Come my cardboard children, follow well in order, get your weapons ready. Have you your cardboard lances? Knights! O Cardboard Knights! For we cannot tarry here, We must march my darlings, overcoming fire and soggy paper, direct to the Cardboard Castle. Knights! O Cardboard Knights!

Walt Whitman references aside, Cardboard Castle is a game about a world made of paper and the trials and tribulations a knight in shining armor must overcome in such a world. Using the world against itself, you’ll chop down paper trees, light paper enemies on fire and more in an effort to reach your goal.

Cardboard Castle

What really can’t be overstated here is how incredibly awesome the art style is. Everything looks cut from paper or cardboard and bigger elements even have the little corrugated edge to them. Pieces look hand colored and could have jumped right out of a child’s coloring book. It’s… adorable. The look and feel really helps when playing the game, and just left me smiling.

The puzzle solving is inventive and takes a little time to know how things react with other. This is really just done through trial and error. Cup of water combined with Tree? The tree grows an apple. Water on bad guy makes soggy paper. Sun on soggy paper dries it. Etc. There’s no list or preface telling you what does what, so in the beginning you’ll just be fiddling around to figure that stuff out.

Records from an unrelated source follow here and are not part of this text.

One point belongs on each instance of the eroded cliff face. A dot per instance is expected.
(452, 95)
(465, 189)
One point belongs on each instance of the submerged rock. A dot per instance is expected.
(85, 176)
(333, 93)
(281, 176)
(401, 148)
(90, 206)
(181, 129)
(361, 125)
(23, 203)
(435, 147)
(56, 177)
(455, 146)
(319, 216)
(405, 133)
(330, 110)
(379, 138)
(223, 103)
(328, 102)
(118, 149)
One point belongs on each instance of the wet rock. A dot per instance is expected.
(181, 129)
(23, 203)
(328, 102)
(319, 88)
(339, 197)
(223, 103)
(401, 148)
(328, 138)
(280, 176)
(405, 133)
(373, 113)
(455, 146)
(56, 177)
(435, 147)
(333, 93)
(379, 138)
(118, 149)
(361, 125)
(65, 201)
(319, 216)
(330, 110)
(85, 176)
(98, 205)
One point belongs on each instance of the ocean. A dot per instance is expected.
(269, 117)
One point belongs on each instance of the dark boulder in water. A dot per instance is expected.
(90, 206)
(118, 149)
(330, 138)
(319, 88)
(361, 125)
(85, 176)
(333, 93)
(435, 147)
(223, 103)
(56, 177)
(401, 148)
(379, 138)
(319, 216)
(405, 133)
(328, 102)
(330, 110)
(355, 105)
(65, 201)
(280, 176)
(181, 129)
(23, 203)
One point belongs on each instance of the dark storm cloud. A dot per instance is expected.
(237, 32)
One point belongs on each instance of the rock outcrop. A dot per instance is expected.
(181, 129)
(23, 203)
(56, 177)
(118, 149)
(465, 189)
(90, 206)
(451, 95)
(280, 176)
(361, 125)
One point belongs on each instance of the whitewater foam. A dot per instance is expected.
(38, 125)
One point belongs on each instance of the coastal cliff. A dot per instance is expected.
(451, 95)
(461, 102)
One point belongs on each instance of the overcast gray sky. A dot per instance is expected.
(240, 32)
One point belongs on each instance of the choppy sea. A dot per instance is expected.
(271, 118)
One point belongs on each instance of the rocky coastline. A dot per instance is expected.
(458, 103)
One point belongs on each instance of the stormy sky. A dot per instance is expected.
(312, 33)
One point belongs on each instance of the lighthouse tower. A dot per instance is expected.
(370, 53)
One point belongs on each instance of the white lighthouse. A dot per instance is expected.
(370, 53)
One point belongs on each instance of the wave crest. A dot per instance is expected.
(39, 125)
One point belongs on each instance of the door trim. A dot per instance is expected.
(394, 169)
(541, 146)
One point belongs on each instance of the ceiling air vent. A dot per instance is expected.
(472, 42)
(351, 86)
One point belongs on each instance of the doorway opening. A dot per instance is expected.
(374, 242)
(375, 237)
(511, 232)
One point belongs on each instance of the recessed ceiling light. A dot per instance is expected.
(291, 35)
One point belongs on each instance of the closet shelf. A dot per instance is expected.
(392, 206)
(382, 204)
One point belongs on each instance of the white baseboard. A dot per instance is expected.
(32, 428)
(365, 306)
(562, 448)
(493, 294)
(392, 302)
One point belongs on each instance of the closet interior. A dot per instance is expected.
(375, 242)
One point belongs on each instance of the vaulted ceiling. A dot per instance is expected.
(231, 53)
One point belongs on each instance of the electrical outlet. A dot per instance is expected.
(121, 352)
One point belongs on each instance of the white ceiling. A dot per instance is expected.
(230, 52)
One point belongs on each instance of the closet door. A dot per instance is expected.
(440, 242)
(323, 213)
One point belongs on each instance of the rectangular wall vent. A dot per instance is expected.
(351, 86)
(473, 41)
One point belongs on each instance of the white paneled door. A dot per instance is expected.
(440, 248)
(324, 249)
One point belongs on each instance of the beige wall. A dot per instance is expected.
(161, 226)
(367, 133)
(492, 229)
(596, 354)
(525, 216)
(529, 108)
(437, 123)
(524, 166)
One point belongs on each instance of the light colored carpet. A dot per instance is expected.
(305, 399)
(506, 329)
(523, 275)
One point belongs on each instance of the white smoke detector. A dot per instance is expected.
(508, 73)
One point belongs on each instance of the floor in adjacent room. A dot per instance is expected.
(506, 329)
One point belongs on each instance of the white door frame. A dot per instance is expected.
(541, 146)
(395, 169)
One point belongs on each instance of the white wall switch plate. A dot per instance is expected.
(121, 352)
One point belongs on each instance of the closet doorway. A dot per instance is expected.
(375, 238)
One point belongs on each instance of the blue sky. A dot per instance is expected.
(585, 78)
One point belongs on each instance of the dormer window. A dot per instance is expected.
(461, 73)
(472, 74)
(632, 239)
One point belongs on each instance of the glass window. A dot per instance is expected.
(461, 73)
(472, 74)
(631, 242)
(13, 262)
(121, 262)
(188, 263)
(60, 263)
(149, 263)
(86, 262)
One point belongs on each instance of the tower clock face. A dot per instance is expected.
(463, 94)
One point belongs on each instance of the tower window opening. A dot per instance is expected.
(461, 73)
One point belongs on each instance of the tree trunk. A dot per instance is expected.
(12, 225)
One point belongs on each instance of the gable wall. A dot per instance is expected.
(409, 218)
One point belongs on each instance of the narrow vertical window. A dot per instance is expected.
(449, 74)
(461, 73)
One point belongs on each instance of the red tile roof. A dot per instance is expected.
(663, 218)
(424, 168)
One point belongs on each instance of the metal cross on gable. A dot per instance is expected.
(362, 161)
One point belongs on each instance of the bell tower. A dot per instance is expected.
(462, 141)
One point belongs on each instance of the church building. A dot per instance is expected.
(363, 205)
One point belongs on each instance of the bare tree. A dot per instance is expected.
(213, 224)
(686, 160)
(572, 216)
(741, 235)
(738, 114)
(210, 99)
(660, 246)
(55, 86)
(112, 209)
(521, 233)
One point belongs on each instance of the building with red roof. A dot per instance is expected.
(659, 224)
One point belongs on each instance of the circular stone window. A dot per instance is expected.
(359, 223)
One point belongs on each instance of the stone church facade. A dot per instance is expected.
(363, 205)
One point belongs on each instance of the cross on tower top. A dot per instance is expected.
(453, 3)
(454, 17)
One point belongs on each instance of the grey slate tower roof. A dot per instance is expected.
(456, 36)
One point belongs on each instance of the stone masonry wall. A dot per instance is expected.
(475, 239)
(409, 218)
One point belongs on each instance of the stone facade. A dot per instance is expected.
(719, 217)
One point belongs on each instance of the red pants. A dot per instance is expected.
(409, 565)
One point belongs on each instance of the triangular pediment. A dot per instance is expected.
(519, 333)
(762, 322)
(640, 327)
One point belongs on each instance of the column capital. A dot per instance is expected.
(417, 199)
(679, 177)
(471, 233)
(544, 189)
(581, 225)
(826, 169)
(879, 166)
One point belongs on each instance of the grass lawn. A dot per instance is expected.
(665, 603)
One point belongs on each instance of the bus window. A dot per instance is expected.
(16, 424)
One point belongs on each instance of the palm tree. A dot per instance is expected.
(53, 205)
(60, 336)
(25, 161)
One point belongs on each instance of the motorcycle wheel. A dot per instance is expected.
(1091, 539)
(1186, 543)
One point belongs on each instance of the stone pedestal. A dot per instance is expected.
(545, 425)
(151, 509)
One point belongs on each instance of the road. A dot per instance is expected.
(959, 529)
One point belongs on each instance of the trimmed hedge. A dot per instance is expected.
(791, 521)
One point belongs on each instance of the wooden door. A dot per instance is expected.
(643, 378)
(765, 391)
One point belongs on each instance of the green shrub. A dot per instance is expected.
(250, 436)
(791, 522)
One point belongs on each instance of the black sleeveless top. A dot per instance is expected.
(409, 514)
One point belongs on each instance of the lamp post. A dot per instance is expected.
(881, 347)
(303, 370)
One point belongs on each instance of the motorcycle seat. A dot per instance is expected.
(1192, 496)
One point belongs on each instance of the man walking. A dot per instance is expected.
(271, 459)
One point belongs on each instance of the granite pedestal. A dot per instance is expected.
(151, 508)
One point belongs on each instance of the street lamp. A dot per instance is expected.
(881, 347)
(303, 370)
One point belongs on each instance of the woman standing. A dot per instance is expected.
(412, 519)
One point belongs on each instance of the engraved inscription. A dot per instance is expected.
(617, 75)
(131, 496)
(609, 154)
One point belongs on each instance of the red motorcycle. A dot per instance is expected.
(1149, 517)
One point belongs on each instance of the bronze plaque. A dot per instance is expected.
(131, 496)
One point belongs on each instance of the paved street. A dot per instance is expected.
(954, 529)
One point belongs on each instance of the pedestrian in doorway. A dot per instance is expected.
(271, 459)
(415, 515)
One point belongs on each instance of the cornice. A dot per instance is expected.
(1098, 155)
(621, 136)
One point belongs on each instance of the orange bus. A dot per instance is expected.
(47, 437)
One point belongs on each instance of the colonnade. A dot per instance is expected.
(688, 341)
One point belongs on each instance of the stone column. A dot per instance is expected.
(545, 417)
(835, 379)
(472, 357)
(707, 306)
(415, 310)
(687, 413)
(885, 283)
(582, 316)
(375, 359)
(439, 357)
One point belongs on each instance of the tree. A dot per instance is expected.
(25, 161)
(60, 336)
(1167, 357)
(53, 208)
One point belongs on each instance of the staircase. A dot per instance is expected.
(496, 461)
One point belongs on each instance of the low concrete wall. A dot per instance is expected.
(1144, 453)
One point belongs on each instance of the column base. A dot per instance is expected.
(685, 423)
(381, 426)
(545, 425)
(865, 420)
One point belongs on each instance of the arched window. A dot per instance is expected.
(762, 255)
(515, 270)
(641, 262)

There are 3 stories with 5 levels each, which means you get 15 levels in total. They’re all based around your intrepid cardboard knight, saving castles and damsels and such. The levels start out easy but definitely get difficult as you move on. After working my way through them all I really wanted more, but since the levels aren’t random or anything, once you go through them there really isn’t much in the way of replayability.

Cardboard Castle

The big downside here is that on harder levels you need to execute a number of tasks in a very specific order to beat each level. Missing something or doing something wrong puts you in a spot where you can’t do anything else and you’ll need to restart the level. This is ok when you need to do 2 things, but in the later levels it’s just annoying. A simple “undo” button would do wonders. There were a few levels where I had to restart 5-6 times as I worked my way through it trial and error style.

My other complaint is less detrimental, but jarring to those of us that use our iOS devices alot. The gentle swipe controls that we’ve all gotten used to often don’t trigger anything in the game. Other games and apps have a great sensor for brushing the finger to and fro across the device, it’s one of the really great feelings of using it. So when you swipe and it doesn’t do anything you’re just left confused. Especially when it seems haphazard. Sometimes it works, sometimes it doesn’t.

Cardboard Castle isn’t without its problems to be sure, and some of them are bigger than others. But I think the look and feel of the game make up for those issues for the most part. It’s a short but enjoyable ride that’s definitely worth the price.